AAAR 35th Annual Conference October 17 - October 21, 2016 Oregon Convention Center Portland, Oregon, USA
Abstract View
Classification of Airborne Particulates Using Multispectral Light Scattering Imaging
STEPHEN HOLLER, Stephen Fuerstenau, Charles Skelsey, Fordham University
Abstract Number: 611 Working Group: Single Aerosol Particle Studies - Techniques and Instrumentation
Abstract Light scattering patterns from non-spherical particles and aggregates exhibit complex structure that is only revealed by observing the scattering pattern over a large solid angle. Because of morphological differences in these aerosols, whether from structure or composition, the rich structure in the two-dimensional angular optical scattering (TAOS) patterns vary from particle to particle, even when they belong to the same class. We have investigated such TAOS patterns using a single color CCD camera to simultaneously capture spectrally distinct patterns from individual aerosols. Since the optical size of the scattering particle is inversely proportional to the illuminating wavelength, the spectrally resolved scattering information provides characteristic information about the airborne particles simultaneously in two different scaling regimes.

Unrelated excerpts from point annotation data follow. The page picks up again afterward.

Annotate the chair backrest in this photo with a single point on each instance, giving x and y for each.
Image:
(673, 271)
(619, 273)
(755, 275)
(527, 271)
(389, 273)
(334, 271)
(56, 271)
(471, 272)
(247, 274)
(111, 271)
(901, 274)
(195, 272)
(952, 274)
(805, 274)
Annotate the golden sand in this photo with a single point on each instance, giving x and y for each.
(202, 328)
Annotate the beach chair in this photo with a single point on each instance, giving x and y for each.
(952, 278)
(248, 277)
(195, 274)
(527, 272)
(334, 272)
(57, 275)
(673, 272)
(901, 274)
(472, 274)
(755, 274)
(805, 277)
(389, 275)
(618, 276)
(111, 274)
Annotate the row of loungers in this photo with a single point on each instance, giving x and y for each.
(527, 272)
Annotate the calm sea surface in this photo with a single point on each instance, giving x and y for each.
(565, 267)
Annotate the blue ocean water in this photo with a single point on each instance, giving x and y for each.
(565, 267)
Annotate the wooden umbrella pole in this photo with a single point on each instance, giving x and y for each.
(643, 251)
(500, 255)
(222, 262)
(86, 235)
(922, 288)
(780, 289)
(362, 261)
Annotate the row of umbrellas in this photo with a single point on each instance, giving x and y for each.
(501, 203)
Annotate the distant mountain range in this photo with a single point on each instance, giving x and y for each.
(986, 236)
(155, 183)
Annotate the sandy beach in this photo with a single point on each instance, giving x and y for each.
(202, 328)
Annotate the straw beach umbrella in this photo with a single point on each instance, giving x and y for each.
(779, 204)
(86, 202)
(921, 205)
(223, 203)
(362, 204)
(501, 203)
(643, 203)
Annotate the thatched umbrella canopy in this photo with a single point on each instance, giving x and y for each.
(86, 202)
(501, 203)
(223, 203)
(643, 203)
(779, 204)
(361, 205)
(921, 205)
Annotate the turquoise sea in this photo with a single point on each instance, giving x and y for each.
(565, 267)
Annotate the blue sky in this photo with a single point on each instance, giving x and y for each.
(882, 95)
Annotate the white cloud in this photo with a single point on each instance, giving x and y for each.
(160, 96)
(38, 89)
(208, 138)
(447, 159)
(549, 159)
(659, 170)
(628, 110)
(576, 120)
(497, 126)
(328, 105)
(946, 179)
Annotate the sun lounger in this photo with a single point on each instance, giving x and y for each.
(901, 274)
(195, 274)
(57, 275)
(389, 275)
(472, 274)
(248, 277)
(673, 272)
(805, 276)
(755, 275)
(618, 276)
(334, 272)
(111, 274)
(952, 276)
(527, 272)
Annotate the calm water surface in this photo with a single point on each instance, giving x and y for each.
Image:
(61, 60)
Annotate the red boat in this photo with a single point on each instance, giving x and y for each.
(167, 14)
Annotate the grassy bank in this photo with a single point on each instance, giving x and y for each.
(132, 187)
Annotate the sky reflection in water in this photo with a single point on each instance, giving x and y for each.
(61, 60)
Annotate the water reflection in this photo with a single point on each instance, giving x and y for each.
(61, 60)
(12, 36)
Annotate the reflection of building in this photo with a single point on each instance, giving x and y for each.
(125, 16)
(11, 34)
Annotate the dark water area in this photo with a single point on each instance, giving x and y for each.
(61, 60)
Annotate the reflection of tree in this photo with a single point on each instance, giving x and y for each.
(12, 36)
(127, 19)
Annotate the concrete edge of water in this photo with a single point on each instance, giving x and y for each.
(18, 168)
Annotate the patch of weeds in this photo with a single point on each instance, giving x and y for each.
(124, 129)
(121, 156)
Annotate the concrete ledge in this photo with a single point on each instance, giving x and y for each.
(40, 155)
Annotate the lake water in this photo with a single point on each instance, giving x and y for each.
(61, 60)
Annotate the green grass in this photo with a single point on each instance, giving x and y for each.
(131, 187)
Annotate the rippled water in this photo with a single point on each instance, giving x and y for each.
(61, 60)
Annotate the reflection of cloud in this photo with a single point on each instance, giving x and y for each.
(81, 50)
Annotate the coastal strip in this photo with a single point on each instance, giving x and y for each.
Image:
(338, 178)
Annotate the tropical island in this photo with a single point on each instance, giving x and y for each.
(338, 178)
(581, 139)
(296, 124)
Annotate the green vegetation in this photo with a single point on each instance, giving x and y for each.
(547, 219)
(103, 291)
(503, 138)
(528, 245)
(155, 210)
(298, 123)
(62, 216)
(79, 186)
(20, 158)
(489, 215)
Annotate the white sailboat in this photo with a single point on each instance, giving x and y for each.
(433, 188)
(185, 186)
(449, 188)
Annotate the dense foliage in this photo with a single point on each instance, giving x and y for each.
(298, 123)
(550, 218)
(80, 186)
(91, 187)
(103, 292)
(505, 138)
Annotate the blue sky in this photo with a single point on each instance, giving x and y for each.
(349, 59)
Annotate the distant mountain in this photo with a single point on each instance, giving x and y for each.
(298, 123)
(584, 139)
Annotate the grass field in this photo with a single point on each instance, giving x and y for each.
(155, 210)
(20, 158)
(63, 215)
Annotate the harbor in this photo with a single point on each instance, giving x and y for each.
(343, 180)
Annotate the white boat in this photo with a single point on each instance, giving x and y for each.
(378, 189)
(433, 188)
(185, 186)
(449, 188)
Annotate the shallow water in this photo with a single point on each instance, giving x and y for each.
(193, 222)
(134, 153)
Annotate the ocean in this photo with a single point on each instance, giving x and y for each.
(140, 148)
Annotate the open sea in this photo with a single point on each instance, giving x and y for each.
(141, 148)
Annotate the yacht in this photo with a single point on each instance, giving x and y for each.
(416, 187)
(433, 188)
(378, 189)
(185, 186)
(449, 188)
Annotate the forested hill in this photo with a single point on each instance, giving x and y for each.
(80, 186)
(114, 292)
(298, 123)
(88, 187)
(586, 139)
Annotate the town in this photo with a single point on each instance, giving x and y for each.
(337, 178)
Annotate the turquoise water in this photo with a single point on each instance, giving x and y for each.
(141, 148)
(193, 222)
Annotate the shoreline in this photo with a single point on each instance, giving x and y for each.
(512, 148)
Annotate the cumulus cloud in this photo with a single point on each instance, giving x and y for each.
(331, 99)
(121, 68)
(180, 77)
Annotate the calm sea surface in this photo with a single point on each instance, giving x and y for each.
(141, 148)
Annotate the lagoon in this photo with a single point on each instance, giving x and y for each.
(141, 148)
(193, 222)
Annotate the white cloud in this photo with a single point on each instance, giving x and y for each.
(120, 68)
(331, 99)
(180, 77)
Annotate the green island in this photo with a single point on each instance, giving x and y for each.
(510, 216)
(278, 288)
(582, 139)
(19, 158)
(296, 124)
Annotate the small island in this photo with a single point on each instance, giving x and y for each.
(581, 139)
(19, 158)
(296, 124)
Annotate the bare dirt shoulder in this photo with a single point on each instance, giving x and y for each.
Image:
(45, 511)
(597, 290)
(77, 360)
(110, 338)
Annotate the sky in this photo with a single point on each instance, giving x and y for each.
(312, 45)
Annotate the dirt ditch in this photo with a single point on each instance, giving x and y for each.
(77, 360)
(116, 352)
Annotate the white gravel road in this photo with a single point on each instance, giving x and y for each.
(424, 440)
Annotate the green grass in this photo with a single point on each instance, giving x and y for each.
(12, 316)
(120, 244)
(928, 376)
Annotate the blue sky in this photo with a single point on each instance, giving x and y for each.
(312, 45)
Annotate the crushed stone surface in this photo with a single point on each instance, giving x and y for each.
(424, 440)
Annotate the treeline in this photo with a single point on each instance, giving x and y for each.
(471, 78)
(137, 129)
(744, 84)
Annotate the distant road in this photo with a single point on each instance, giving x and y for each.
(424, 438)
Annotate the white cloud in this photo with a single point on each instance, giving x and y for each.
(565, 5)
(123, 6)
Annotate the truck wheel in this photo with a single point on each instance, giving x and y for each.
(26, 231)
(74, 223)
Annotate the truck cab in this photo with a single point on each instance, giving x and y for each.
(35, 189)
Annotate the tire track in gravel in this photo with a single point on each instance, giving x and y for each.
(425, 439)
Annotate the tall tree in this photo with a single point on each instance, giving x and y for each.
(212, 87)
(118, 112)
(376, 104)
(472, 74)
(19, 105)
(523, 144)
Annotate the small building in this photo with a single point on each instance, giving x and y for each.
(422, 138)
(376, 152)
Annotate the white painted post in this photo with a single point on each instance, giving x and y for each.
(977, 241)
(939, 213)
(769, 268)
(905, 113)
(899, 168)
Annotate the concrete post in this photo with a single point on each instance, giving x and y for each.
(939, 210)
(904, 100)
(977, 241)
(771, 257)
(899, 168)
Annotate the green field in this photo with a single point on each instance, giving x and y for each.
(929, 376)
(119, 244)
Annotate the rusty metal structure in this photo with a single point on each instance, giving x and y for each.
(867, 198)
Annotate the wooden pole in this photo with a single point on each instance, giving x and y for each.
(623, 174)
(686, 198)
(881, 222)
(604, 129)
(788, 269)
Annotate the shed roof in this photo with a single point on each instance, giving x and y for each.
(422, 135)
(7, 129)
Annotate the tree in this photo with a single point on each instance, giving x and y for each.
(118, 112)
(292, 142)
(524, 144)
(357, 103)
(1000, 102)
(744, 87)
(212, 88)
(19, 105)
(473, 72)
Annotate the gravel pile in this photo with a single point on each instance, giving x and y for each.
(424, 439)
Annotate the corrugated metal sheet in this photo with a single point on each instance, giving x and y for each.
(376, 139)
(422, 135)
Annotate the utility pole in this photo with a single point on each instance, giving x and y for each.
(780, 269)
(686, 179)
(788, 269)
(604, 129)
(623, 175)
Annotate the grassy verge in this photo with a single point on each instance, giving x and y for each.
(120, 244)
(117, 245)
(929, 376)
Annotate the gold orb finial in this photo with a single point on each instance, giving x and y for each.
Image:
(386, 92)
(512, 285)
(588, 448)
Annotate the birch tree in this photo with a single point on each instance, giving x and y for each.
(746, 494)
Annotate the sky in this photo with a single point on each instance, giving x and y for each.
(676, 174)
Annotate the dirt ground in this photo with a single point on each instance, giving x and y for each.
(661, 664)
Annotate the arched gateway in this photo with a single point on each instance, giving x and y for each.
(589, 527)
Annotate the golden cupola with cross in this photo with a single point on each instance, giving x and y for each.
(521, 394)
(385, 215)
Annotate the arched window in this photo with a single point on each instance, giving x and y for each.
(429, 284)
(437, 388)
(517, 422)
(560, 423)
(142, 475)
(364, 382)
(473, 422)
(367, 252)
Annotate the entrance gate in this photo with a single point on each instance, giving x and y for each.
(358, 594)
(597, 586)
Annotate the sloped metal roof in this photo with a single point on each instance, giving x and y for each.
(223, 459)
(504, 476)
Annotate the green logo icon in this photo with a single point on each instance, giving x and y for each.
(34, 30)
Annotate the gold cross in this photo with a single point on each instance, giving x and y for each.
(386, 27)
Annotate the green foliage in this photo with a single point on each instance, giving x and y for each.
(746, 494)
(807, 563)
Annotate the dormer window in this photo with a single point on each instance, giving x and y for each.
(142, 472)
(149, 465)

The simultaneous acquisition of data from airborne particulate matter at two different wavelengths allows for additional degrees of freedom in the analysis and characterization of the aerosols. We examine two-dimensional light scattering patterns obtained at multiple wavelengths using a single CCD camera with minimal cross talk between channels. The integration of the approach with a single CCD camera assures that data is acquired within the same solid angle and orientation. We have attempted to deconstruct the recorded TAOS patterns in order to identify characteristic descriptors that can describe the morphology and be implemented in multivariate algorithms for classification. The results of these classifications indicate that the descriptors we developed are meaningful for testing classes against a known database. The classifications were tested against several metrics, and we have achieved classification on par with previous analyses, but with morphological descriptors that reflect physical characteristics of the aerosols.